Thread: IN, BETWEEN, spec compliance, and odd operator names

IN, BETWEEN, spec compliance, and odd operator names

From

Tom Lane

Date:

24 August 2008, 22:24:30

I was looking just now at gram.y's handling of various peculiar SQL
constructs, and was reminded of a point that's bothered me before,
but I don't recall if it's ever been discussed explicitly on -hackers.

As an example, take the production for BETWEEN ASYMMETRIC:
           a_expr BETWEEN opt_asymmetric b_expr AND b_expr               {                   $$ = (Node *)
makeA_Expr(AEXPR_AND,NIL,                       (Node *) makeSimpleA_Expr(AEXPR_OP, ">=", $1, $4, @2),
    (Node *) makeSimpleA_Expr(AEXPR_OP, "<=", $1, $6, @2),                                            @2);
}
 

Okay, this is a pretty direct implementation of how SQL99 defines the
construct: 8.3 <between predicate> syntax rule 6 saith
        "X BETWEEN ASYMMETRIC Y AND Z" is equivalent to "X>=Y AND X<=Z".

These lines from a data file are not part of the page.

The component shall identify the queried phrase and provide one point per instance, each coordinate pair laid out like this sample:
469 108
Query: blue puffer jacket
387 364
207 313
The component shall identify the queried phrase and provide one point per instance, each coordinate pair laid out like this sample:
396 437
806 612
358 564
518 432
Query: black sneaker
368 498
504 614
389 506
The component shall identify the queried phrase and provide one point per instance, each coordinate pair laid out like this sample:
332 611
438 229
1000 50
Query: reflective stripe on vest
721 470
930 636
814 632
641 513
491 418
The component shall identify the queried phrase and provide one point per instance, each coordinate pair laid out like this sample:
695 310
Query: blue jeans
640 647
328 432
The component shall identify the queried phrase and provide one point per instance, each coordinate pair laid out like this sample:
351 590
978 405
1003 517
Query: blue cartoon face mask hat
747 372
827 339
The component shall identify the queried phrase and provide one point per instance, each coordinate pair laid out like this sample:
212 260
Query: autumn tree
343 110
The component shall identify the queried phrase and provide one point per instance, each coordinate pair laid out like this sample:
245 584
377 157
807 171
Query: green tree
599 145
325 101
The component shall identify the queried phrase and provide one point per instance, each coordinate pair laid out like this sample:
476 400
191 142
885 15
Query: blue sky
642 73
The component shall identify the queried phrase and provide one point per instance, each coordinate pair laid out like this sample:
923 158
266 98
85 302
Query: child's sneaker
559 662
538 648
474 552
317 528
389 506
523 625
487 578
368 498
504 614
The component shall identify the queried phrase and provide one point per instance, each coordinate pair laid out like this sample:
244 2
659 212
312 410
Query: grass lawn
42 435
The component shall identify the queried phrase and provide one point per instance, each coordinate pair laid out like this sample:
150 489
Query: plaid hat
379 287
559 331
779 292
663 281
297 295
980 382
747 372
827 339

But it leaves me feeling dissatisfied.  What if the datatype has
standard comparison operators (as identified by a default btree opclass)
but they're not named ">=" and "<=" ?  Perhaps more plausibly, what if
those operators exist but aren't in the current search path?

The production for NOT BETWEEN is even more troubling:
           a_expr NOT BETWEEN opt_asymmetric b_expr AND b_expr               {                   $$ = (Node *)
makeA_Expr(AEXPR_OR,NIL,                       (Node *) makeSimpleA_Expr(AEXPR_OP, "<", $1, $5, @2),
  (Node *) makeSimpleA_Expr(AEXPR_OP, ">", $1, $7, @2),                                            @2);
}

I can't object too much to the hardwired application of DeMorgan's law
(NOT (A AND B) => (NOT A) OR (NOT B)) but what this also has is a
hardwired assumption that "<" and ">" exist and are the negators of
">=" and "<=" respectively.  Probably true, but let's see you find
chapter and verse in the SQL spec to support that...

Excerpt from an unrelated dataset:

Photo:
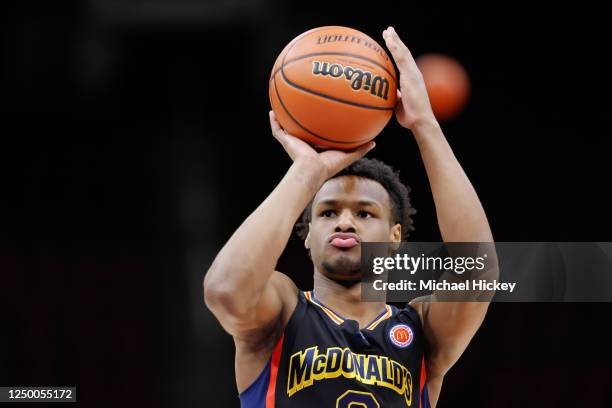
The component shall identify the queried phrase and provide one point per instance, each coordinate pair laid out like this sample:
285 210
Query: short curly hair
376 170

Seems to me that what this boils down to is whether we want to read the
spec literally ("it says the construct is defined in terms of operators
named >= and <=, therefore we should do that") or by intent (obviously
what they *want* is a construct that behaves sensibly in terms of the
datatype's semantics).

We are more than a bit schizophrenic on this point --- in different
parts of the system you can find these things being done both ways.
There is plenty of code that insists on finding a default btree opclass
to define notions of "less" or "greater"; but we have these purely
name-based transformations in gram.y, and I think there are some other
parts of the parser that do similar things.

I'm not particularly eager to start changing things in this area right
now, but it seems to me that it'd be a good idea to establish a project
policy about what we consider to be the preferred behavior, with an eye
to eventually migrating the parts of the system that don't conform.

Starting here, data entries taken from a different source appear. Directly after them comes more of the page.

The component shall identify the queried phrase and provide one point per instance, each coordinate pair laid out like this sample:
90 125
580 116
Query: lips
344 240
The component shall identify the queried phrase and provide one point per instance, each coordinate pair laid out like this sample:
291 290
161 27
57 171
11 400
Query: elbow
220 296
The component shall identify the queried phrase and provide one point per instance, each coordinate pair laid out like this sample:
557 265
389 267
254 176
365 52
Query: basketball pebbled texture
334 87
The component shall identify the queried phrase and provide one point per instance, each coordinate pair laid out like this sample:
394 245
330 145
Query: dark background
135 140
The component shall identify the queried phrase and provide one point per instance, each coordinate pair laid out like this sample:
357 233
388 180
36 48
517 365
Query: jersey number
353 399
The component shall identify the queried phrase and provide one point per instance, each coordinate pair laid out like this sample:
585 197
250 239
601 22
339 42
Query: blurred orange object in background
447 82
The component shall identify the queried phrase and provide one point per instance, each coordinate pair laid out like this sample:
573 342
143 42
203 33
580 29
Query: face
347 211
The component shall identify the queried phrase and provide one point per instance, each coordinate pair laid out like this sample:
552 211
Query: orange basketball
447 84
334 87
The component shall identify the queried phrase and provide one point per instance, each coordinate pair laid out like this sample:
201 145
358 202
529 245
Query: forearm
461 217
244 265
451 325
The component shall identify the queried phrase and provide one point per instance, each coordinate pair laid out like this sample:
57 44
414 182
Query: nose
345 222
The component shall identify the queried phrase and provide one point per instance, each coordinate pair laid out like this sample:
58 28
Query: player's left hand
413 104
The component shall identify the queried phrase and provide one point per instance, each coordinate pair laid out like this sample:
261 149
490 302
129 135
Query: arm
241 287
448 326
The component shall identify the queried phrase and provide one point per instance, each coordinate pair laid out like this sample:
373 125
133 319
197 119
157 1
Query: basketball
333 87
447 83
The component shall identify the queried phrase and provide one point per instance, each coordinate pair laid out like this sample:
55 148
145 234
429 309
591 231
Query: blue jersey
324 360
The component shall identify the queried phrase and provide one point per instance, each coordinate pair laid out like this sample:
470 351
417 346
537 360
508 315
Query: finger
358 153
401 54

My own feeling is that we should avoid imputing particular semantics
to particular operator names, and so these constructs should always be
defined by reference to operators found in a default opclass for the
datatype, rather than by specific operator names.  However, that way
will likely take more code and cycles to implement than purely
name-based definitions; and there is also the argument that it violates
the in-so-many-words definitions given by the spec.

Comments?
        regards, tom lane

PS: there are some other issues here, like whether BETWEEN should be
allowed to cause double evaluation of its left-hand argument, and
whether we wouldn't like it to get reverse-listed by ruleutils.c
in the original BETWEEN format rather than as an expanded version.
However, what I'd like to focus on in this particular thread is the
narrow issue of defining the constructs in terms of operator names
vs operator semantics.

Re: IN, BETWEEN, spec compliance, and odd operator names

From

Martijn van Oosterhout

Date:

25 August 2008, 03:31:33

On Sun, Aug 24, 2008 at 09:24:23PM -0400, Tom Lane wrote:
> My own feeling is that we should avoid imputing particular semantics
> to particular operator names, and so these constructs should always be
> defined by reference to operators found in a default opclass for the
> datatype, rather than by specific operator names.  However, that way
> will likely take more code and cycles to implement than purely
> name-based definitions; and there is also the argument that it violates
> the in-so-many-words definitions given by the spec.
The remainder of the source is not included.